Peki “poşetçiliğin” bir meslek olduğunu hiç düşündünüz mü?

Market alışverişine gittiğinizde kasada ödemeyi yaptıktan sonra genellikle ürünleri poşetlere doldurmak, hatta arabanıza ya da evinize kadar size eşlik etmek için yardımcı olan kişilere ‘poşetçi’ denir. Bu tanım poşetleme işini yapan kişiye verilen sözlük tanımıdır.

Ancak benim burada bahsettiğim “çift poşetçilik” iş tanımı değil, tamamen sizin birey olarak o işe ve kendinize kattığınız değerdir.

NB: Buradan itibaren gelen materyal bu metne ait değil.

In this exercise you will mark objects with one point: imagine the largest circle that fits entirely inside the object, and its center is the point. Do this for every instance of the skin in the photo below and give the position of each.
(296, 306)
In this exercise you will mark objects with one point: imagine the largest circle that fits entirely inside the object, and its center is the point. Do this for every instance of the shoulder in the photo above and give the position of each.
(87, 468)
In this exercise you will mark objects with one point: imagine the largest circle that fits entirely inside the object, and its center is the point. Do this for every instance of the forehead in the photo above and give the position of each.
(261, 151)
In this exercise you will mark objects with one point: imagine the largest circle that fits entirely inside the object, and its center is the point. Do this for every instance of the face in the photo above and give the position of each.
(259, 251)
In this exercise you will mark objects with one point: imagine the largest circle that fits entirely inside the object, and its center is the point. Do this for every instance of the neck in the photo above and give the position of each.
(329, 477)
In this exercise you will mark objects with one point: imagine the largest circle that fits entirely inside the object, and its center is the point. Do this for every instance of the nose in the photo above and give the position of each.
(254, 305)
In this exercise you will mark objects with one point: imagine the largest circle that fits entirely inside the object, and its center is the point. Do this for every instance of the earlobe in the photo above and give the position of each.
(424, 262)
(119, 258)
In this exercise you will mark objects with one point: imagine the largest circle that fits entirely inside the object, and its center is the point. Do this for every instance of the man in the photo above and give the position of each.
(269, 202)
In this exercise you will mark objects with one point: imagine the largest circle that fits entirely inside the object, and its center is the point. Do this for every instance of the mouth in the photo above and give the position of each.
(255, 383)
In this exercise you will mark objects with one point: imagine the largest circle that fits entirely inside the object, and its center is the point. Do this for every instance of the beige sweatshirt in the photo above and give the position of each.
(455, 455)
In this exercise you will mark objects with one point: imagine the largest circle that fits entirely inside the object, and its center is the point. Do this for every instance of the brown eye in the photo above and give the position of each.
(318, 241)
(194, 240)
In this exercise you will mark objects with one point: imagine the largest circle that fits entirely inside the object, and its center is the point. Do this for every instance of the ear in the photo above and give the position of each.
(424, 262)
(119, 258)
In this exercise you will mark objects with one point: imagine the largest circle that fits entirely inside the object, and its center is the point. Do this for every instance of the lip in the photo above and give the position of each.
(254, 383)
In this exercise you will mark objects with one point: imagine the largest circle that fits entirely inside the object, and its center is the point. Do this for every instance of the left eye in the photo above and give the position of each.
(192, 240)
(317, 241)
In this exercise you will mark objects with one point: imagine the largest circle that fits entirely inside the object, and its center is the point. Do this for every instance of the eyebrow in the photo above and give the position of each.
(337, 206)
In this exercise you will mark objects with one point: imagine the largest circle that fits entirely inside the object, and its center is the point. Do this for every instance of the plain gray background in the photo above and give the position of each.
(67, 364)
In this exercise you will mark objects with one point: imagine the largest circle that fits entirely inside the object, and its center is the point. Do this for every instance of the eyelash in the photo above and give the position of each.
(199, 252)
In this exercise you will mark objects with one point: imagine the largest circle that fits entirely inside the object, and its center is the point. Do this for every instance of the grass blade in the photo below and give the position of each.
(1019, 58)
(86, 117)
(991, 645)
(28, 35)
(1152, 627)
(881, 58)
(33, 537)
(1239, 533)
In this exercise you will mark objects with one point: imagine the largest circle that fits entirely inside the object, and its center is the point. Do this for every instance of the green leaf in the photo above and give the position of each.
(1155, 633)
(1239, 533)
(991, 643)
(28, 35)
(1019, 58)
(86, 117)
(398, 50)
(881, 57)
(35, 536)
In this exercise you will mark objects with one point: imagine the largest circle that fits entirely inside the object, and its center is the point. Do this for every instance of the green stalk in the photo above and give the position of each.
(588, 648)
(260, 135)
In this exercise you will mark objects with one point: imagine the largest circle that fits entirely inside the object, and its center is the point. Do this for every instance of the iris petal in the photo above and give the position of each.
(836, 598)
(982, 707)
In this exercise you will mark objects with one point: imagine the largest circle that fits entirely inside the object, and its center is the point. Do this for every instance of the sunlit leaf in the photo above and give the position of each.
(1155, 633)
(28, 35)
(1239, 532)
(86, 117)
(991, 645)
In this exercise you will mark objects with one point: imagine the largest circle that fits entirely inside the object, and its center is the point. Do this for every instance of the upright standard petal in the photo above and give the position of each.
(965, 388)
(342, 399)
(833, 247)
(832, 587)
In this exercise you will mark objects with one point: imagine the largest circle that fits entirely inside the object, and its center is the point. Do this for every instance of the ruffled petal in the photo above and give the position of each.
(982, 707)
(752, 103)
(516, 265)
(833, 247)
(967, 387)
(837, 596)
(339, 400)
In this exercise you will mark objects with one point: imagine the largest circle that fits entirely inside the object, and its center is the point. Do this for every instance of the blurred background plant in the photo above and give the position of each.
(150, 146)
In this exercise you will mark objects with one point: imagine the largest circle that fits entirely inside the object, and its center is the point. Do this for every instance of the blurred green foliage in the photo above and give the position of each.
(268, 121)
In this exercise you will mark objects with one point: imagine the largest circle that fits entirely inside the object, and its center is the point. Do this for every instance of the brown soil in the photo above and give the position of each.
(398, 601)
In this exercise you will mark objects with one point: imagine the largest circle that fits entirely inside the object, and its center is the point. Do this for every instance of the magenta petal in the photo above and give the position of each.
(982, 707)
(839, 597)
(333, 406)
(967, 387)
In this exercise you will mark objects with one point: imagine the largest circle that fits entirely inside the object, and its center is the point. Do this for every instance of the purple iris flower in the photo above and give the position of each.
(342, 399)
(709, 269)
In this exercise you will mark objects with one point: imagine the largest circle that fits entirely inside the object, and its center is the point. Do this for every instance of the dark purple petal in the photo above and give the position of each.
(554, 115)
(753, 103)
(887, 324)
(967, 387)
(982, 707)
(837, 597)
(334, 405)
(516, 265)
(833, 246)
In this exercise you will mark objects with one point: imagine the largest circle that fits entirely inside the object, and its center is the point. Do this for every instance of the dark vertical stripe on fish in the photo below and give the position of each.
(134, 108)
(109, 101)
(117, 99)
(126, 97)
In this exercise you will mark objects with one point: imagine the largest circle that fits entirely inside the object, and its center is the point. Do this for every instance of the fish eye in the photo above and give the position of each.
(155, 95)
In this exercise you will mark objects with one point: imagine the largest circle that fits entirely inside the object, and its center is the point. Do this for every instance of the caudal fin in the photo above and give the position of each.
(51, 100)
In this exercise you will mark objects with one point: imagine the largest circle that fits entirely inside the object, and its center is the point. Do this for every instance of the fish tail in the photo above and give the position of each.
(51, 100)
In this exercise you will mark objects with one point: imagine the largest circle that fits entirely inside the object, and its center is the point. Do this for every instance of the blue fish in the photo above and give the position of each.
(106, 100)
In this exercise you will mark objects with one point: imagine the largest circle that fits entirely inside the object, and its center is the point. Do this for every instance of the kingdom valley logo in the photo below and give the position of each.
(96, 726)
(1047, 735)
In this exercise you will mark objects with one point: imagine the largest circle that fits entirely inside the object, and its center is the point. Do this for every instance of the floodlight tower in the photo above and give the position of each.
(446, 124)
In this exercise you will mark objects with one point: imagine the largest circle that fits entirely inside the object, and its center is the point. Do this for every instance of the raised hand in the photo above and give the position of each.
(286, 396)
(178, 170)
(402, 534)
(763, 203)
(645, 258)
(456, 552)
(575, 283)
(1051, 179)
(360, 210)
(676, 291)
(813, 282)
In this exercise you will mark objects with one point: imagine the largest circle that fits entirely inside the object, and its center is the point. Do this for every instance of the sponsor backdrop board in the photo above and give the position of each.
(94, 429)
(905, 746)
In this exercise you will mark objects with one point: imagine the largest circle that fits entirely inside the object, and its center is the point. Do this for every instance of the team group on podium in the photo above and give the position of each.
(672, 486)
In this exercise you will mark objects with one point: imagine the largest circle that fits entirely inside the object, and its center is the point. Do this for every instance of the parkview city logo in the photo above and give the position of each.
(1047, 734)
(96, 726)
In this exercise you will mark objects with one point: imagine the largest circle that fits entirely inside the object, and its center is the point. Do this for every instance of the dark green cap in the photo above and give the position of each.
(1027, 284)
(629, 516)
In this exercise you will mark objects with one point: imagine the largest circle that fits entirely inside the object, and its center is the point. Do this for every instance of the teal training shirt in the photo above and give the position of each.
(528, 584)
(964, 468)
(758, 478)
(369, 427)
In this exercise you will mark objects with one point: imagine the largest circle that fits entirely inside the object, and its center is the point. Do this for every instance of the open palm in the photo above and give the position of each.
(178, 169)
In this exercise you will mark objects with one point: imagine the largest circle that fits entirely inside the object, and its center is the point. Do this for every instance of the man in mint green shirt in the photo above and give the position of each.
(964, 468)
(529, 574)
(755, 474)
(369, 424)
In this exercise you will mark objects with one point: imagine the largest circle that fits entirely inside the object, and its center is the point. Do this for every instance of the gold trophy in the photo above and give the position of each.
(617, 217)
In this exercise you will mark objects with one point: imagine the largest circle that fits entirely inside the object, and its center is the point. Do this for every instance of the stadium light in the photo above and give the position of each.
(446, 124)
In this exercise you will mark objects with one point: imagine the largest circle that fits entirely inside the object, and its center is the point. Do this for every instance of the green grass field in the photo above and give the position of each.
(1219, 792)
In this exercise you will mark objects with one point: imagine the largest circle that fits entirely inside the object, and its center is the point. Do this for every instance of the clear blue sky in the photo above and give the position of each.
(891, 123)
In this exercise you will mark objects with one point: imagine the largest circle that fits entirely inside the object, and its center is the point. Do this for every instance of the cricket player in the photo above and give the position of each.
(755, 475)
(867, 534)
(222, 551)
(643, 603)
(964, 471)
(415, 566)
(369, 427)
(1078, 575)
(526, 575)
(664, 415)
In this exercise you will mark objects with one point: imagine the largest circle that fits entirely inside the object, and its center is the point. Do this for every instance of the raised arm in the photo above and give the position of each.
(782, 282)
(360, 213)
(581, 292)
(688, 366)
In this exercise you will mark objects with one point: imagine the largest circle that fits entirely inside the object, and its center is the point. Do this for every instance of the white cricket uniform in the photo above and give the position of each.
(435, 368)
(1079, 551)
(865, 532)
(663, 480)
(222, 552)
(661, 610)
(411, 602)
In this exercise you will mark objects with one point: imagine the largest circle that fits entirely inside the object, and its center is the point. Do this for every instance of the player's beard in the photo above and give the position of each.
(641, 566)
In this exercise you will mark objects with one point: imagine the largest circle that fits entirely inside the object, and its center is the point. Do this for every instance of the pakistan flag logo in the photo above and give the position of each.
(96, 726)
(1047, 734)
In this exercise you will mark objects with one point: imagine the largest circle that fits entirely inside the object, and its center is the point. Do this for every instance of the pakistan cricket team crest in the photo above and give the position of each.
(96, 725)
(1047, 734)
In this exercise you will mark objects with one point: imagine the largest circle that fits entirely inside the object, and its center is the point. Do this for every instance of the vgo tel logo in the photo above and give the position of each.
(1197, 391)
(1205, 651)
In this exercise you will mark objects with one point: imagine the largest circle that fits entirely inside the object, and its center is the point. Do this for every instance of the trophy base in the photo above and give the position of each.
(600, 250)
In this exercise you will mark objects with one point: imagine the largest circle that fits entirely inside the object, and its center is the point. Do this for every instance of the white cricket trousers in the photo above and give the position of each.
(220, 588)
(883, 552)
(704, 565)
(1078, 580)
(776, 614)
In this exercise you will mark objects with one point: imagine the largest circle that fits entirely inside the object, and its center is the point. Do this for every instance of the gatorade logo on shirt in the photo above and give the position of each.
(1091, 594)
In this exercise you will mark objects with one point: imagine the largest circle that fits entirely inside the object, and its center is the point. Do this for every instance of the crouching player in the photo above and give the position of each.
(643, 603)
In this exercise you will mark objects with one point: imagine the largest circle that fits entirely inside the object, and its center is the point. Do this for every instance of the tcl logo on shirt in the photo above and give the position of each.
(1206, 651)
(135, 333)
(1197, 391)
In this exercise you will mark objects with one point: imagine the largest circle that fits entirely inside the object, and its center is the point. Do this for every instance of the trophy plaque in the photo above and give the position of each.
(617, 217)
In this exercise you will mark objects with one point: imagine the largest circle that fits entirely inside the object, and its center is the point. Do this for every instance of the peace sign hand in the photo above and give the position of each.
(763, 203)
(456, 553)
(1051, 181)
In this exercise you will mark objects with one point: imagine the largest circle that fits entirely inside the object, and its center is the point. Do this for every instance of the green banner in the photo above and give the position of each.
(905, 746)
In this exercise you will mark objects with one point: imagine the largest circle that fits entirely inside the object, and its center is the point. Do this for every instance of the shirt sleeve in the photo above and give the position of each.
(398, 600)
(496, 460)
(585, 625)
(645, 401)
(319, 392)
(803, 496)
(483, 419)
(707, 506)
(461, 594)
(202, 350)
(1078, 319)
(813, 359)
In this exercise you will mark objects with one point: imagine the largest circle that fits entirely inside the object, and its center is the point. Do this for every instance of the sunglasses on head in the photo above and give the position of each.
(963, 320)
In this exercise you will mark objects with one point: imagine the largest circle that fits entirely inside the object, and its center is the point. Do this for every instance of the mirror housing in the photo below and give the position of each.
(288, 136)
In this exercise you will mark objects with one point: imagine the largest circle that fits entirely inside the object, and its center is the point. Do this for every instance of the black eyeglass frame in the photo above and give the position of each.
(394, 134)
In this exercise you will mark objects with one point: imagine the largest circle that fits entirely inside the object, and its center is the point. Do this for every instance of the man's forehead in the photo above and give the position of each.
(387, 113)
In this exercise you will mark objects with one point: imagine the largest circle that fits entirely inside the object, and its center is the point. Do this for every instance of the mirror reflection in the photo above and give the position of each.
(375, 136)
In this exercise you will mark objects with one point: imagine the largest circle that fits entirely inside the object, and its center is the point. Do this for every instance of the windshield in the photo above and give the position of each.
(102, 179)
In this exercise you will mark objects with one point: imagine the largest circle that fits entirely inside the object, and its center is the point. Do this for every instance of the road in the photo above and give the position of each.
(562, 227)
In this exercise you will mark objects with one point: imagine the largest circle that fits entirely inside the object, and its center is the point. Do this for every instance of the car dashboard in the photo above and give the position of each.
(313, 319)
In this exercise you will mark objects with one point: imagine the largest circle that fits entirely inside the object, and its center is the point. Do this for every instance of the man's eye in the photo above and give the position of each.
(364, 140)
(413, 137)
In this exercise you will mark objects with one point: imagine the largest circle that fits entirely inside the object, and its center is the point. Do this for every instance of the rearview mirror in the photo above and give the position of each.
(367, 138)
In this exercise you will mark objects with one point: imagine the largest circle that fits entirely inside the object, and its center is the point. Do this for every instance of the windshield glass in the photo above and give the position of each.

Neyi kast ediyorum diye sorarsanız, aşağıdaki gibi ifade edeyim;

Muhtemelen yorgun bir iş gününün ardından ya da hafta sonu koşuşturması arasında yapılan alışverişin aslında mutlu sonla bitip bitmeyeceği konusu kısmen
poşetçi tabir edilen kişiye bağlıdır. Çünkü ürünleri poşete dolduran kişi, ya poşetlerin içine hiç bakmadan domateslerin ya da çileklerin üzere deterjanı koyar ve bunu muhtemelen eve geldiğinizde fark edersiniz. Ya da bir poşetin kaldırabileceği ağırlığı hesaba katmadan doldurur da doldurur. Siz de taşımak üzere elinizi attığınız ilk saniyelerde alttan delinen poşet ve yerlere dağılan ürünlerle savaşmak zorunda kalırsınız. Muhtemelen de “şunun içine bir poşet daha koysan eline mi yapışırdı be çocuk!” diye de söylenirsinizYa da tam tersi, düzenli bir şekilde yerleştirilmiş, ağır olan ürünler çift poşetlenmiş üstelik olası kazalara karşı yanınıza yedek poşet koyulmuş bir şekilde mutlu mesut evinize gelip, aldığınız ürünleri yerlerine yerleştirirsiniz. Ve birde sizin poşetlerinizi doldururken halinizi ve hatırınızı sorup sizinle hoş sohbet muhabbet eden, ince bir espri ile yüzünüzü güldüren biri olsa bu kişi sanırım artık o marketi değiştirmezsiniz.

Sizin de fark ettiğiniz ve başınıza geldiği üzere bir poşetçinin dahi tercihlerinize ve yaşamdaki kısa süreli de olsa huzurunuza etkisi ne kadar da önemli aslında…

Çift poşetçilik için herhangi bir dil, yüksekokul veya özel bir eğitim, kısacası “mazeret” gerekmiyor. Sadece kişinin kendi ile barışık olması ve güler yüz, çözüm üretmek, duyarlılık ve çalışkanlık her yerde olduğu gibi burada da imdada yetişiyor.

‘Tek Poşetçi’ veya ‘Çift Poşetçi’ olmak, aslında hayata bir bakış açısı…

‘Tek Poşetçi’ veya ‘Çift Poşetçi’ olmak, aslında hayata bir bakış açısı, tutum… Satış elemanları, memurlar, işçiler, yöneticiler, doktorlar, avukatlar, müşteriler, anneler, babalar, eşler kısacası hayatın her alanında her daim bizleri, olayları farklılaştıran en temel ayrım…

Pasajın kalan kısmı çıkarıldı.